Mastering Perl for Bioinformatics [Electronic resources] نسخه متنی

2.2 References

Many
computer languages provide variables that allow you to refer to, or
point at, other values. So, instead of a variable containing data
such as a string or number of interest, the variable contains the
location of the data; it tells you where to go
to get the value you want. In Perl, the use of a scalar variable to
refer to another value is called a reference,
and the value being pointed at is called a
referent.

References allow you to do many useful things in Perl; you can define
multidimensional arrays and other more complex data structures and
avoid copying large amounts of data (for instance, when passing
arguments into subroutines). Using references can make your programs
faster, more efficient, and shorter. References have a number of
uses, as you'll see in the next sections.

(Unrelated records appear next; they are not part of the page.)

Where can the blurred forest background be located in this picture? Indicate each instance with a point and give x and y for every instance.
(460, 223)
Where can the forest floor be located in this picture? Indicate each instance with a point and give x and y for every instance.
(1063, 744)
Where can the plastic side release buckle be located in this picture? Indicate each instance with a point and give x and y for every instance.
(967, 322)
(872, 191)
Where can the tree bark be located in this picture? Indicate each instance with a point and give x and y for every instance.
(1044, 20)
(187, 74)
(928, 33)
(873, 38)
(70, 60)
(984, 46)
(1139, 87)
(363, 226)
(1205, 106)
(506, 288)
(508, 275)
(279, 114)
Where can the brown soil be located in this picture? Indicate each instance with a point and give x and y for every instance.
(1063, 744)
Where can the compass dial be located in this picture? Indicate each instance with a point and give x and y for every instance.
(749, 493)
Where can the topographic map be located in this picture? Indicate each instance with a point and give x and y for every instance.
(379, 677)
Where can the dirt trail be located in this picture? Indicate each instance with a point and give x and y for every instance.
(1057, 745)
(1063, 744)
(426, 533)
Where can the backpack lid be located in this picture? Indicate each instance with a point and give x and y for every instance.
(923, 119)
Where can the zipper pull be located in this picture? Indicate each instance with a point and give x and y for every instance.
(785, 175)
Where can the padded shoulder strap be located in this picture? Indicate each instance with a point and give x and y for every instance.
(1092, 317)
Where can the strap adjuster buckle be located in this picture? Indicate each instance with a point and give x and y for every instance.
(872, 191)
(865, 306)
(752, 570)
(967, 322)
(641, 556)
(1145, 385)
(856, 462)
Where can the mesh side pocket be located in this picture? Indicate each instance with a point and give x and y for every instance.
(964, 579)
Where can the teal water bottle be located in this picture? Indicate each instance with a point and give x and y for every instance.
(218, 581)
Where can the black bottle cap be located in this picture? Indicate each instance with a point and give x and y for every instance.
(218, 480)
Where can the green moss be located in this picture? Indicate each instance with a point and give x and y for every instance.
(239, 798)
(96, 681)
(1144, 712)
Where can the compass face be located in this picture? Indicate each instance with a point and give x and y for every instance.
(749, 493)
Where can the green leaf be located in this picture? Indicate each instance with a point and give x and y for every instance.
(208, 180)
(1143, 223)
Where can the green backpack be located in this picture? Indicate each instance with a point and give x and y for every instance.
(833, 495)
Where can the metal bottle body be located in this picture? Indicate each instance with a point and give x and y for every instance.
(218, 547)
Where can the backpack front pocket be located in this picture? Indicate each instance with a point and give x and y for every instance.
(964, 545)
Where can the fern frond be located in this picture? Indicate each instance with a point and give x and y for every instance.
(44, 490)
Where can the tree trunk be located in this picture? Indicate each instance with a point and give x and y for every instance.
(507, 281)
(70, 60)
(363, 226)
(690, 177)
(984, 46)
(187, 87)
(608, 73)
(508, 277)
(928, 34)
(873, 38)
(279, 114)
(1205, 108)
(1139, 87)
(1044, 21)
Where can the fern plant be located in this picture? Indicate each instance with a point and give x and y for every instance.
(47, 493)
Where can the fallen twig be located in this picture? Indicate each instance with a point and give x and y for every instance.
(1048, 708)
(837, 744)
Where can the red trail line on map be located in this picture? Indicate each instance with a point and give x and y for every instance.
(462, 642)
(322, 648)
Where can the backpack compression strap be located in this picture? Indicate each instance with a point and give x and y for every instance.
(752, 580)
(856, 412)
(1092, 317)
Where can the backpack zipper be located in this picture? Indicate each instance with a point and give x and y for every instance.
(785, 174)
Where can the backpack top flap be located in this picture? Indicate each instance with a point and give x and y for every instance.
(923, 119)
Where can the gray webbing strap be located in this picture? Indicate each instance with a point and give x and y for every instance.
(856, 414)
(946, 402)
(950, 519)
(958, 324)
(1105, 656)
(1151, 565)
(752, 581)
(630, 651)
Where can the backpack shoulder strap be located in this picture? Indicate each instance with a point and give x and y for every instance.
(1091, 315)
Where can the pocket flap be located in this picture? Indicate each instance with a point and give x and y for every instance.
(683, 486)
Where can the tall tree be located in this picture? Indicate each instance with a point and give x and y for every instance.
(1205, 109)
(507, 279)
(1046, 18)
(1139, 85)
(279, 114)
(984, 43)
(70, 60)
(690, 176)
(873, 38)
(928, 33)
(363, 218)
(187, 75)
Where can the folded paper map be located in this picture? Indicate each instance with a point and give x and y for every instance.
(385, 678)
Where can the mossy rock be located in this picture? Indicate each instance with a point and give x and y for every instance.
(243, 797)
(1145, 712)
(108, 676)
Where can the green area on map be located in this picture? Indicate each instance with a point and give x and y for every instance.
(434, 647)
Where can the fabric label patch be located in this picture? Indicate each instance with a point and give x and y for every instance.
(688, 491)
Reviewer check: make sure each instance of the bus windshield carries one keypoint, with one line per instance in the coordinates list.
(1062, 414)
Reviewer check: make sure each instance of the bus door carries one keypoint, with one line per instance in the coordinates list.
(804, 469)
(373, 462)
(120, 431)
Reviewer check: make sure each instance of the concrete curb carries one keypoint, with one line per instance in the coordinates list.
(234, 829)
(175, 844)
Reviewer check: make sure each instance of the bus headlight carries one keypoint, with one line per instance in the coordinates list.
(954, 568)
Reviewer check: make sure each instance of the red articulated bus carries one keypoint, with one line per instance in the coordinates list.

2.2.1 References to Scalars

Here's an example of a reference:

$peptide = 'EIQADEVRL';
$peptideref = \$peptide;
print "Here is what's in the reference:\n";
print $peptideref, "\n";
print "Here is what the reference is pointing to:\n";
print ${$peptideref}, "\n";
print $$peptideref, "\n";

This Perl code produces the following output:

Here is what's in the reference:
SCALAR(0x80fe4ac)
Here is what the reference is pointing to:
EIQADEVRL
EIQADEVRL

What's going on here?

First, a string value of EIQADEVRL is assigned to
the scalar variable $peptide. Next, a backslash
operator is used before the $peptide variable to
return a reference to the variable. This reference is saved in the
scalar variable $peptideref.

The next lines of code show what this example really does. When you
print out the (actual) value of the reference variable
$peptideref, you get the value:

SCALAR(0x80fe4ac)

This says that the reference variable $peptideref
is pointing to a scalar value (which is the value of the scalar
variable $peptide). It also gives a hexadecimal
number that specifies where in the computer memory the value for that
variable resides.

The 0x at the beginning of the number says that it
is a hexadecimal number.[2] Hexadecimal (base 16) numbers are a way
to specify locations in computer memory. The exact location in the
computer memory where this $peptide value resides
is almost never of practical importance to you. However, it can help
when debugging code that uses references, and so it is displayed when
you print the value of a reference as we've just
done or when you use the Perl ref command (which
we'll use later).

[2] Recall that hexadecimal
numbers use 16 digits, from 0 to f, and that the decimal (base 10)
numbers:

2.2.1.1 Dereferencing

Finally, our code fragment performs the essential task of
dereferencing
a reference. In Perl a reference to a scalar variable can be
dereferenced by surrounding it with curly braces {} and prepending
another dollar sign to it. ${$peptideref} returns
the value the reference variable is pointing at. The value being
pointed at is the same as the value of the
$peptide variable, which has the value
'EIQADEVRL', so ${$peptideref}
also has the value 'EIQADEVRL'.

Surrounding a reference with curly
braces before prepending the appropriate symbol ($
for scalar, @ for array, % for
hash) is generally the best way to dereference reference variables.
As you start using more intricate references, you'll
find that it's often the only way to dereference
properly. However, for simple reference variables, it is possible to
omit the additional curly braces. So, our example shows both ways of
dereferencing our scalar reference:

${$peptideref}
$$peptideref

In Perl, every reference must be dereferenced properly in the program
(in other words, by the programmer) to be useful. Perl
doesn't automatically dereference for you, nor can
it figure out when you want a reference or when you want the value
that the reference is pointing to. So, it's up to
you to specify that you want the value of a reference by prepending a
%, @, or $
to hash, array, or scalar references, respectively. (And, as just
pointed out, you often need to surround the reference with curly
braces, although for simple references, they can be omitted.)

2.2.1.2 Anonymous data

A scalar
constant can also be referenced, as in the following code:

$peptideref = \'EIQADEVRL';
print "Here is what's in the reference:\n";
print $peptideref, "\n";
print "Here is what the reference is pointing to:\n";
print ${$peptideref}, "\n";

This produces the output:

Here is what's in the reference:
SCALAR(0x80fe4a0)
Here is what the reference is pointing to:
EIQADEVRL

In this case the reference points directly to a location in memory in
which the string value EIQADEVRL is being stored.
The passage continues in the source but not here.